In agricultural landscape, alluvial forests are present in the form of hedges along watercourses. These trees act as a “buffer” between the watercourse and the adjacent environment, limiting eutrophication of watercourses. In addition, these riparian hedges, through their linear structure, contribute to the ecological network. For farmers, riparian hedges have several direct advantages. It acts as a windbreak, protecting the livestock in pasture and limits the drying out of crops. It also limits erosion by stabilizing the riverbanks.

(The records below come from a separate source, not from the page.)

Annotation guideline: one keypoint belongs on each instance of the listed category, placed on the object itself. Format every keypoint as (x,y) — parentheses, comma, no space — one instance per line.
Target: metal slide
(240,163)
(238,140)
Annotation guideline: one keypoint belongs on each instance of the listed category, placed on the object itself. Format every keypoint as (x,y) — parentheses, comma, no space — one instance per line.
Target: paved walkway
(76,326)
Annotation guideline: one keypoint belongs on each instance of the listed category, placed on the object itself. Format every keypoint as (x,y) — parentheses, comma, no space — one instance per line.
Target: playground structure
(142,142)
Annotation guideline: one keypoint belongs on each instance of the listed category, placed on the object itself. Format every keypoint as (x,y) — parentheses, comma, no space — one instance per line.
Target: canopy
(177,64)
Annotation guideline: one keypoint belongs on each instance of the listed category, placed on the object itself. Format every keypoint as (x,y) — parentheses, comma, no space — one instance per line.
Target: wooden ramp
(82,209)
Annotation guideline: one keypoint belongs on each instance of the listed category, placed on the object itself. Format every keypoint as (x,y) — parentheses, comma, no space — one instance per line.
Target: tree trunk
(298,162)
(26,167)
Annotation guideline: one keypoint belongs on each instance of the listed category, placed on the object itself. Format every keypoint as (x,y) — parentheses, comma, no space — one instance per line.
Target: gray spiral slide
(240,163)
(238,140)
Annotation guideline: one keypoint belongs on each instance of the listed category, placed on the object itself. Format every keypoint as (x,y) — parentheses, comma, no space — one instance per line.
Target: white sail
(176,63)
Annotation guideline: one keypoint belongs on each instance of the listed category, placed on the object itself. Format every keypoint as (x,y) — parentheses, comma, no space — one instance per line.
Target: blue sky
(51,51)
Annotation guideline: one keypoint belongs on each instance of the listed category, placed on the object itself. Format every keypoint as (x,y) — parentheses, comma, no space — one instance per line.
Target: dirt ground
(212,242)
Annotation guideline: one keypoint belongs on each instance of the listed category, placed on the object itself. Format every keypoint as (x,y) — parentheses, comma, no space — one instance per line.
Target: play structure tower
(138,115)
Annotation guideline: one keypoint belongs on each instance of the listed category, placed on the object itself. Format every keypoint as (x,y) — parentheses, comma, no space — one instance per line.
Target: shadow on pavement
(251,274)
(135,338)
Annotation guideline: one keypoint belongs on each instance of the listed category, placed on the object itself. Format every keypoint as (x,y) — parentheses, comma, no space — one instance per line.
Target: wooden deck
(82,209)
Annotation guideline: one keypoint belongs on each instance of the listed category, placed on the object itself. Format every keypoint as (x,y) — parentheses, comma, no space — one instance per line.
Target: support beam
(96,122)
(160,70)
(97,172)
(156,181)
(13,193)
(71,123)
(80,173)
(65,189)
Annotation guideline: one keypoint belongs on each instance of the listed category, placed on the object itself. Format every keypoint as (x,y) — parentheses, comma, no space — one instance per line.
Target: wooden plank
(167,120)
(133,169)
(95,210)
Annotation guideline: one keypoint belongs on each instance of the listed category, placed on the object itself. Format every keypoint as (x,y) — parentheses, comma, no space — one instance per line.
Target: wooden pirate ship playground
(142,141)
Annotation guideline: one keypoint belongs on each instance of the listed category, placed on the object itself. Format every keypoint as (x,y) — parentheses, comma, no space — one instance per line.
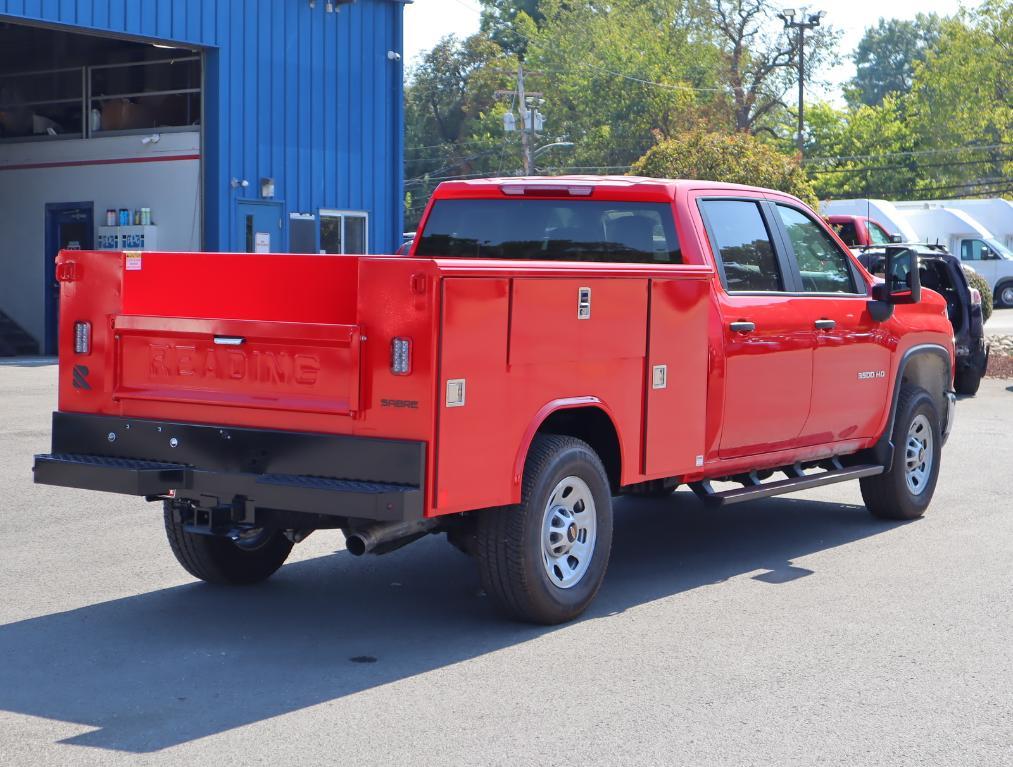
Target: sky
(425,21)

One of the objectives of the LIFE BNIP project is the plantation of 60 km of riparian hedges in agricultural areas in Wallonia. This mission, supervised by Natagriwal, enabled to create new AECM (agri-environment climate measures) allowing farmers to add value to their land bordering watercourses. It also enabled to promote the Walloon region’s planting funding and to raise awareness of farmers and watercourse managers to the importance of revegetating the banks. Following this objective, the public water management company is currently financing the plantation of riparian hedges in cropland. This funding and AECM will be maintained after the end of the LIFE BNIP project.